5.5 Mistakes Not To Make With Your 401(k) Plan

 

5.5 401k Mistakes and How to Avoid Them

For most people, their 401k plan will represent their second largest asset after their home, and most certainly their largest retirement savings tool.   Unfortunately, those very same people will likely spend more time planning their vacations or researching their next vehicle purchase than they will planning for their retirement and managing their investments.

Here are 5.5 Mistakes People Will Make With Their 401k Plans and How You Can Avoid Them.

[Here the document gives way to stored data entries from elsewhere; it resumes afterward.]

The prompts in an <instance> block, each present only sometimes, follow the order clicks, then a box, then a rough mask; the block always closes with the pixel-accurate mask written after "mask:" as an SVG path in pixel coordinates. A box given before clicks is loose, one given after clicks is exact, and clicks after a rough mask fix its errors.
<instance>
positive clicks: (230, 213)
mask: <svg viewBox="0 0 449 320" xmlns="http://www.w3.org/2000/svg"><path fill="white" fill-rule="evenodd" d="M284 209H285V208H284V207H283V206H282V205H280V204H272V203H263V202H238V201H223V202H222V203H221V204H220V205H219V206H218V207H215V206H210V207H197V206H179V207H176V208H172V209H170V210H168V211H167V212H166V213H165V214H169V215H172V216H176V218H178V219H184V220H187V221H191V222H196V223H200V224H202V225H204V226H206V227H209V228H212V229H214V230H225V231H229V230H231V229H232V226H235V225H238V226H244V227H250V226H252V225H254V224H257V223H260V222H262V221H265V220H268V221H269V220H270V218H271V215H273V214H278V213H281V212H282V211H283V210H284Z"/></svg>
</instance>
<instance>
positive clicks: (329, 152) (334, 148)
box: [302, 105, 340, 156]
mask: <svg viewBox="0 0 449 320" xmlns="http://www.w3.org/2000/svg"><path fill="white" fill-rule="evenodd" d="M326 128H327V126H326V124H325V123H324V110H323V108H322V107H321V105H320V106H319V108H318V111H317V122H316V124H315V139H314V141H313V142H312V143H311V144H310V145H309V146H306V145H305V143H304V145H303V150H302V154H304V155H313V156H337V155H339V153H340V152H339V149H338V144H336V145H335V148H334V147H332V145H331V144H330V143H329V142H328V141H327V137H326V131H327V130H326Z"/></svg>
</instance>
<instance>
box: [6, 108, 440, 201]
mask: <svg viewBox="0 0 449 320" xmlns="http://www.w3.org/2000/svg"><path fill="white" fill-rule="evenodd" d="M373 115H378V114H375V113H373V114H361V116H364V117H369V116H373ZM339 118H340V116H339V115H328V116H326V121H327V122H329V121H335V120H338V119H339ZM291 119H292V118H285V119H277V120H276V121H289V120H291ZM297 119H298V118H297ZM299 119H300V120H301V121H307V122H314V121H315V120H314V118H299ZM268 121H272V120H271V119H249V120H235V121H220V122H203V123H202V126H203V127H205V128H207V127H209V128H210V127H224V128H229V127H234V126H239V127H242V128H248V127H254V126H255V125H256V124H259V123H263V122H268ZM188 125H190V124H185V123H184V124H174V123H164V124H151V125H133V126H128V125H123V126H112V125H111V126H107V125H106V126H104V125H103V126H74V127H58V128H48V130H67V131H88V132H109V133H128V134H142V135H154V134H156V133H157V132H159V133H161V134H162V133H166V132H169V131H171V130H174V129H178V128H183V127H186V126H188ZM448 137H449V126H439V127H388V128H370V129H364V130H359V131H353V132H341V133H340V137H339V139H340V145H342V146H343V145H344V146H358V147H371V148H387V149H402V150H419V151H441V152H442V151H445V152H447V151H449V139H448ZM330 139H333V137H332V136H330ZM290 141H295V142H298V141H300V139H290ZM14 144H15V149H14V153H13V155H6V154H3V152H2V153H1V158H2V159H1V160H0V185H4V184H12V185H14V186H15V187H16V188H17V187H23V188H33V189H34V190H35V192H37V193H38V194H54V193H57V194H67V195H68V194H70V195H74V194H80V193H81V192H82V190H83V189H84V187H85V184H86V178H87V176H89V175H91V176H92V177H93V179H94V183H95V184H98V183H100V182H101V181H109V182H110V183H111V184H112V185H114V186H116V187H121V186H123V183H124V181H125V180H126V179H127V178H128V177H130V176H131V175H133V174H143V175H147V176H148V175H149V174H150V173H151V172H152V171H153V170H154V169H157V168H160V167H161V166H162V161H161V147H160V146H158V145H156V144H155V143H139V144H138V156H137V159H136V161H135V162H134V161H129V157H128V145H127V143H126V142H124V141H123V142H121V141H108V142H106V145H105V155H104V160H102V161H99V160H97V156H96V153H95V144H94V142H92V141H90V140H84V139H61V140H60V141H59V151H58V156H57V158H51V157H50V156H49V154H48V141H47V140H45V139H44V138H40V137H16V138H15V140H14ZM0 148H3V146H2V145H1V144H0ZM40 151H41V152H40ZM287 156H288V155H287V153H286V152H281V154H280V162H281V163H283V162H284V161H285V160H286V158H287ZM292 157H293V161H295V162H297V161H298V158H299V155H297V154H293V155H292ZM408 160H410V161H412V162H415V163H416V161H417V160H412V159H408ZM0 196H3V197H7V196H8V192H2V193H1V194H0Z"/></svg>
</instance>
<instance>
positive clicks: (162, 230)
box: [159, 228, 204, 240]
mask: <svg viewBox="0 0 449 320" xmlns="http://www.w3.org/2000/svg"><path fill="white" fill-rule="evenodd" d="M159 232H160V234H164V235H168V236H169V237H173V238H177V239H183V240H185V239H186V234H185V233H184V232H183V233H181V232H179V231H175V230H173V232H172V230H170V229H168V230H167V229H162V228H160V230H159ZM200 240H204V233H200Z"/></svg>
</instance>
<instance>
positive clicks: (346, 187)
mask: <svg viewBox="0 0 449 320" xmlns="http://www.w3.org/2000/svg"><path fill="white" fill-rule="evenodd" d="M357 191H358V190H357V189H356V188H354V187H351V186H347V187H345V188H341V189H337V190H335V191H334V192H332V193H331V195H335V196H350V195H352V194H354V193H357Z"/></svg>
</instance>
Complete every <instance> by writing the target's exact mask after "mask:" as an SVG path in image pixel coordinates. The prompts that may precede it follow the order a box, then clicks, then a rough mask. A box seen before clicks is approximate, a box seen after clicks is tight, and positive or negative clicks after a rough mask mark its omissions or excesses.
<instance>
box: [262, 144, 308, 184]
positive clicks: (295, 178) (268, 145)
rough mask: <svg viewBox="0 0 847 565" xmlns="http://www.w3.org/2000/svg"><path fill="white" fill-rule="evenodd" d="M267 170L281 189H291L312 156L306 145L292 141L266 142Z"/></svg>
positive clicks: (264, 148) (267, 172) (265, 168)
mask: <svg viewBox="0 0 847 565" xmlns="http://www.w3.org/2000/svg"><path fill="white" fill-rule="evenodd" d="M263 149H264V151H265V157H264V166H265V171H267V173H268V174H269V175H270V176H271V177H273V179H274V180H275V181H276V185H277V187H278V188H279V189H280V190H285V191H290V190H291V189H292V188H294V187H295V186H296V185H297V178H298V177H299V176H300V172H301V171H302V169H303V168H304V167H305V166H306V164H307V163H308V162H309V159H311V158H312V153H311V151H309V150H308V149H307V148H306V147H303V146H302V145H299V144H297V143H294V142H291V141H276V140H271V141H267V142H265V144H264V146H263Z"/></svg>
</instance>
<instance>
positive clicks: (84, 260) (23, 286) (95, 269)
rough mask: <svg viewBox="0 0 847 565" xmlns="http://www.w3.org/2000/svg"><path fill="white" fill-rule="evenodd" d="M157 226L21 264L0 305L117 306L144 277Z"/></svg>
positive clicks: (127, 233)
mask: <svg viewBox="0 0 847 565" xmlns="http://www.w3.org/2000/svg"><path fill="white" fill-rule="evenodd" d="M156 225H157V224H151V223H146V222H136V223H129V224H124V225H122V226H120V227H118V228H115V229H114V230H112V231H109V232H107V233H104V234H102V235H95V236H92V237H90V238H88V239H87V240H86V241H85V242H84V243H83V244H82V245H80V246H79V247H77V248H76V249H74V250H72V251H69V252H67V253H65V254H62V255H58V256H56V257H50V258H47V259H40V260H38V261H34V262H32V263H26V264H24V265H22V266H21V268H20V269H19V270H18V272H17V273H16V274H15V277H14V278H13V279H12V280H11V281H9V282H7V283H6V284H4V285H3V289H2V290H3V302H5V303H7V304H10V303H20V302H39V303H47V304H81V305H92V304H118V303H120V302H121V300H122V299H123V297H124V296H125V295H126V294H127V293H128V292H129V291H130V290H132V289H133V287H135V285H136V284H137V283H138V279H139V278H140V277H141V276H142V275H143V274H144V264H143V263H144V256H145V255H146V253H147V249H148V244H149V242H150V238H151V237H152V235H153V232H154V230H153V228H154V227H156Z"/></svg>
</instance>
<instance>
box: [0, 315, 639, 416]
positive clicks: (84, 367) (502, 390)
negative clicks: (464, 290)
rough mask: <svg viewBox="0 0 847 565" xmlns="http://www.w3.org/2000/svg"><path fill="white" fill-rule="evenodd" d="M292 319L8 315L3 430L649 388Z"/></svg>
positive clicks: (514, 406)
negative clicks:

  1. Not Putting in Enough to Get the Full Match.  There is nothing better than FREE MONEY.  Are you taking yours? The majority of the 401k plans that we see will typically offer something along the lines of a dollar for dollar match on the first 3% of your salary, or 50 cents on the dollar match on the first 6%.  At the very least, contribute enough to get the full match.
  2. Picking Funds Based on Performance, Not on Allocations. the XYZ mutual fund earned 30% last year, WOW, must be a great investment, right?  Perhaps.  But picking funds based strictly on performance is like buying the car with the best gas mileage, or fastest 0-60, without regards to whether you actually need it or not, or if it is appropriate for you and your family. Most of all, the same asset class will seldom be the top performer every year.  Pick investments to your asset allocation, not performance.
  3. Not Rebalancing.  You do not make money until you sell.  Think of your home.  Does it matter how much it is worth unless you plan on selling it?  Same with investments, unfortunately you cannot live in your mutual funds.  A balanced and properly allocated portfolio will have certain investments that outperform others over the 3 month t0 12 month periods.  Buy Low, Sell High.  Lock in those gains and reinvest in under-performing allocations.
  4. Not Identifying If a Roth 401k Option is Available.  Any money you put into a 401k plan now, you will get a tax deduction now, and you will be paying taxes on that money in the future as you take it out.  If you have done a great job saving, those taxes may represent a huge bite.  A Roth contribution will not earn you a tax deduction now, but may mean tax free earnings in the future.  If you expect your income to be higher in the future than it is now, a Roth option may be your best choice.
  5. Picking a Life Cycle or Target Date Funds Without Looking Under The Hood. These types of funds are now very common in retirement plans, and in many cases are your default investment allocation.  Most mutual fund companies such as Fidelity, BlackRock and Vanguard will have their take on them, however they are all quite different.  You cannot simply pick the fund that matches you closest retirement date.  You have to look at the underlying allocation and adjust and select the portfolio that best matches your investment goals and risk tolerance.

5.5 No Allocation to Dry Powder.  Buy LOW, Sell HIGH.  At least once a year, the markets will sell off and present opportunities to buy good investments at lower prices, much like we have seen in the first quarter of 2016 where there markets fell nearly 15% and then to quickly rebound.